Second Expedition of Wadi al-Qura
| Date | January 628 AD, 10th month 6 AH |
| Location | Wadi al-Qura |
| Result | Successful operation, 30 horsemen including enemy commander, killed |

Commanders and leaders
- Zayd ibn Harithah: Unknown

Strength
- Large platoon: Unknown

Casualties and losses
- Unknown: 30 horsemen killed Large amount captured

= Second Expedition of Wadi al-Qura =

Second Expedition of Wadi al-Qura took place in January, 628AD, 9th month of 6AH of the Islamic calendar The raid was carried out by Zayd ibn Harithah or Abu Bakr, as a revenge for an ambush carried out by Banu Fazara against a party of 12 scouts led by Zayd ibn Harithah to monitor the surroundings of Medina against attacks from hostile tribes.
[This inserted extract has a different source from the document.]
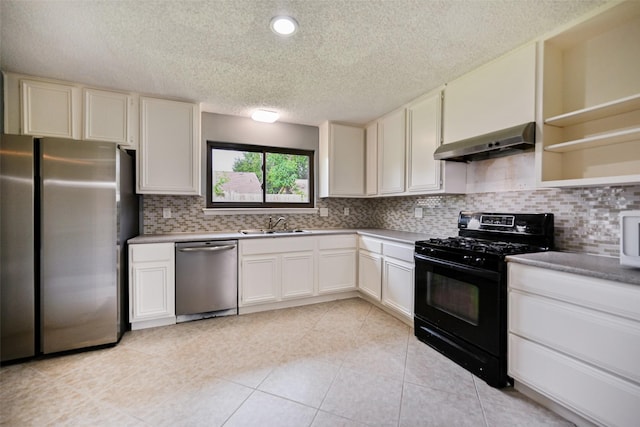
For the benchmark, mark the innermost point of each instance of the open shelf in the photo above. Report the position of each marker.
(596, 141)
(607, 109)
The party was attacked as they slept at night, nine Muslims were killed, Zayd ibn Harithah himself escaped after suffering several wounds.

==Background==
Zaid bin Harith went on a trading expedition towards Syria and with him was the merchandise for the Companions of Muhammed. While he was near Wadi’l Qura he met a party from the Tribe of Fazara of Banu Badr. They attacked him and his companions and snatched all that was with them (of merchandise).
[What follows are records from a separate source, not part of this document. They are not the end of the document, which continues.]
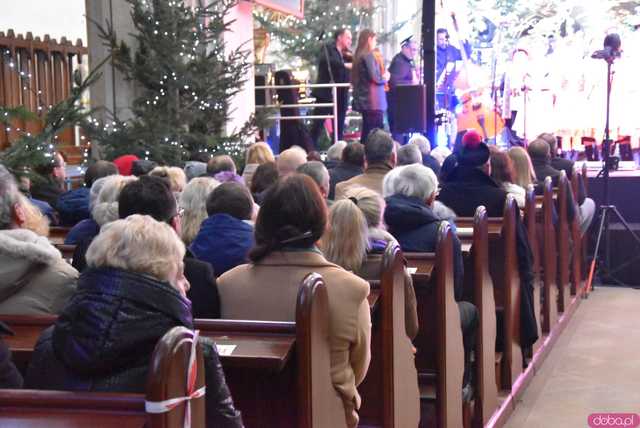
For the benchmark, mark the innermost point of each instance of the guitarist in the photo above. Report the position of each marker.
(448, 65)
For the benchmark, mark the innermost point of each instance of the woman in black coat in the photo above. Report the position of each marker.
(132, 293)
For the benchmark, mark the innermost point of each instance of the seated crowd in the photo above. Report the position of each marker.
(157, 247)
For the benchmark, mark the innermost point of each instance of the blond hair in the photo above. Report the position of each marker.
(194, 201)
(524, 172)
(259, 153)
(138, 244)
(346, 220)
(176, 176)
(105, 208)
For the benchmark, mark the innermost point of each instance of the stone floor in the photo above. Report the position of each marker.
(593, 368)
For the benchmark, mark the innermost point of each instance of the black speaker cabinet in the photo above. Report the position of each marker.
(409, 107)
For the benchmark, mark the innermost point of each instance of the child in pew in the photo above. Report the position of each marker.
(360, 217)
(413, 222)
(292, 219)
(131, 294)
(225, 238)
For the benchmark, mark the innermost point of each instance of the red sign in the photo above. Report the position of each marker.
(291, 7)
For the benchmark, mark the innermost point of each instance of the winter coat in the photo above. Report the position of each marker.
(104, 339)
(415, 226)
(223, 241)
(368, 93)
(73, 206)
(86, 229)
(343, 171)
(34, 278)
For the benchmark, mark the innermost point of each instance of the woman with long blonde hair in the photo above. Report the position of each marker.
(524, 172)
(369, 80)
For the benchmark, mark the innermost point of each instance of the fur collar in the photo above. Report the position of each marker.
(24, 244)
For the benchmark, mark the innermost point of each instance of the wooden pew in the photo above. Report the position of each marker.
(577, 255)
(530, 220)
(549, 260)
(166, 379)
(478, 282)
(389, 392)
(440, 352)
(271, 373)
(562, 232)
(503, 268)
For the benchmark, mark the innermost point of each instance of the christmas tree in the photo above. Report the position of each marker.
(185, 78)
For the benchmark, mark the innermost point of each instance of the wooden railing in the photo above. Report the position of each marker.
(36, 74)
Some of his fellows were killed and he himself was carried wounded from the field. Zaid vowed that he would not wash his head for ritual purity (i.e. he vowed to abstain from sexual intercourse) until he fought the people of Fazara.

==Revenge attack==
After his recovery from the injury and following the morning prayer, the detachment was given orders to raid the enemy. He attacked them at Wadi al-Qura and inflicted heavy casualties on them. Some of them were killed and others captured. In all 30 horsemen were killed, including the leader who was an old woman named Umm Qirfa.
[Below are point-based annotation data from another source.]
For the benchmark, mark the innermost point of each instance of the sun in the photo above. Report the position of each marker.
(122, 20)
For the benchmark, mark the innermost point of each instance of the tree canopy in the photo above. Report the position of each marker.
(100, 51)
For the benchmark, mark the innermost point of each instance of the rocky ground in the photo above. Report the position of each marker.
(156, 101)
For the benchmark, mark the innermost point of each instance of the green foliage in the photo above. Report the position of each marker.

He took Umm Qirfa, the aunt of Uyeina back to Muhammad. Zayd also took Umm Qirfa's daughter as a captive and was given to Muhammad, who gave her to the Meccans in exchange for Muslim prisoners (according to the Sahih Muslim hadith collection).

==Islamic primary sources==
The event is mentioned in detail in the Sunni hadith collection, Sahih Muslim. It mentions that Umm Qirfa's daughter was exchanged for Muslim prisoners, who were held in Mecca.

It has been narrated on the authority of Salama (b. al-Akwa') who said: We fought against the Fazara and Abu Bakr was the commander over us. He had been appointed by the Messenger of Allah (may peace be upon him). When we were only at an hour's distance from the water of the enemy, Abu Bakr ordered us to attack. We made a halt during the last part of the night tor rest and then we attacked from all sides and reached their watering-place where a battle was fought. Some of the enemies were killed and some were taken prisoners. I saw a group of persons that consisted of women and children. I was afraid lest they should reach the mountain before me, so I shot an arrow between them and the mountain. When they saw the arrow, they stopped. So I brought them, driving them along. Among them was a woman from Banu Fazara. She was wearing a leather coat. With her was her daughter who was one of the prettiest girls in Arabia. I drove them along until I brought them to Abu Bakr who bestowed that girl upon me as a prize. So we arrived in Medina. I had not yet disrobed her when the Messenger of Allah (may peace be upon him) met me in the street and said: Give me that girl, O Salama. I said: Messenger of Allah, she has fascinated me. I had not yet disrobed her. When on the next day. the Messenger of Allah (may peace be upon him) again met me in the street, he said: O Salama, give me that girl, may God bless your father. I said: She is for you. Messenger of Allah! By Allah. I have not yet disrobed her. The Messenger of Allah (may peace be upon him) sent her to the people of Mecca, and surrendered her as ransom for a number of Muslims who had been kept as prisoners at Mecca.